Consider the given question,

$n\le 0.05N,$then$0.97\le \sqrt{\frac{N-n}{N-1}}\le 1$

Part (a) Step 2. To prove.

We know $n\le 0.05N,$i.e., $1\le n\le 0.05N$ [Sample size n must be greater than 1]

$$\begin{gathered} =\frac{1}{N}\le \frac{n}{N}\le 0.05 \\ =-\frac{1}{N}\le -\frac{n}{N}\le -0.05 \\ =1-0.05\le 1-\frac{n}{N}\le 1-\frac{1}{N} \\ =0.95N\le N-n\le N-1......\left(i\right) \end{gathered}$$

Now,$$\begin{gathered} N\ge N-1 \\ 0.95N\ge 0.95\left(N-1\right)......\left(ii\right) \end{gathered}$$

Part (a) Step 3. Compare equations (i) and (ii).

On comparing equations (i) and (ii),

$$\begin{gathered} 0.95\left(N-1\right)\le 0.95N\le N-n\le N-1 \\ =0.95\left(N-1\right)\le N-n\le N-1 \\ =0.95\le \frac{N-n}{N-1}\le 1 \\ =0.97\le \sqrt{\frac{N-n}{N-1}}\le 1 \end{gathered}$$

Part (b) Step 1. Explain why there is little difference in the values provided by Equations (7.1) and (7.2).

We know $0.97\le \sqrt{\frac{N-n}{N-1}}\le 1$if $n\le 0.05$.

If the sample size is less than 5%of the population size, the quantity $\sqrt{\frac{N-n}{N-1}}$ lies very close to 1.

$=\frac{\sigma }{\sqrt{n}}.\sqrt{\frac{N-n}{N-1}}\le 1$

Hence, there is very little difference in the values of ${\sigma }_{\overline{x}}=\frac{\sigma }{\sqrt{n}}.\sqrt{\frac{N-n}{N-1}}$for sampling without replacement from finite population and ${\sigma }_{\overline{x}}=\frac{\sigma }{\sqrt{n}}$for sampling with replacement from finite population for sampling from finite population.
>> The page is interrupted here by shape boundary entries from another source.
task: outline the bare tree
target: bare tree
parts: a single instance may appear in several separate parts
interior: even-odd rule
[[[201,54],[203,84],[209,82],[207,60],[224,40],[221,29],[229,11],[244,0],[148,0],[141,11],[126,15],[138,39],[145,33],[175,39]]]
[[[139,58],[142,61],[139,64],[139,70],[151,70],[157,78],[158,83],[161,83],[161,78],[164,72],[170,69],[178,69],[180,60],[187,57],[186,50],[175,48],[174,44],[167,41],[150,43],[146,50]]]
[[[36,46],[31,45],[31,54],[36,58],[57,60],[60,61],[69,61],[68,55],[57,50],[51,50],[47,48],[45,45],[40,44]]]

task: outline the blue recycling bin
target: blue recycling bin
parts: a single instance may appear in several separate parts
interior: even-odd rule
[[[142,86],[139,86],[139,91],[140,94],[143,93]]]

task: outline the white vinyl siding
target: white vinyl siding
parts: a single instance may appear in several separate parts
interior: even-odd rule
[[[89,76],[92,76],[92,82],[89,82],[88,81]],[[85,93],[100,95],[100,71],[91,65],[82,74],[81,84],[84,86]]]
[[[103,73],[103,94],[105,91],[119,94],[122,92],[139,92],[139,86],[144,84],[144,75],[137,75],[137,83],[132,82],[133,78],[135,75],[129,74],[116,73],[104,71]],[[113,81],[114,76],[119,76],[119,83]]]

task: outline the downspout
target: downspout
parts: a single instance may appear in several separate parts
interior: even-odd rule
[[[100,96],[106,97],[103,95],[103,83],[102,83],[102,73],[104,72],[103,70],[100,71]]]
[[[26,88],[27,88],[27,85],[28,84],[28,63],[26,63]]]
Part (c) Step 1. Explain why the finite population correction factor can be ignored.

If the sample size is small relative to the population size, the value of finite population correction factor $\sqrt{\frac{N-n}{N-1}}$ becomes close to 1.

Hence, we can ignore it and can use the simpler formula ${\sigma }_{\overline{x}}=\frac{\sigma }{\sqrt{n}}$in this case.

Part (d) Step 1. Explain the reason.

We know that standard deviation of $\overline{x}$without replacement from finite population.

$$\begin{gathered} =\frac{\sigma }{\sqrt{n}}.\sqrt{\frac{N-n}{N-1}} \\ =S.D\times \sqrt{\frac{N-n}{N-1}}of\overline{x} \end{gathered}$$for sampling from finite population.

Therefore to get the standard deviation of sample mean for sampling without from finite population it is only needed to multiply the quantity $\sqrt{\frac{N-n}{N-1}}$to standard deviation of sample mean for sampling from infinite population.

This means if the population is finite the form of the standard deviation of sample mean is just corrected multiplicatively by $\sqrt{\frac{N-n}{N-1}}$.

Hence, we call the name finite population correction factor.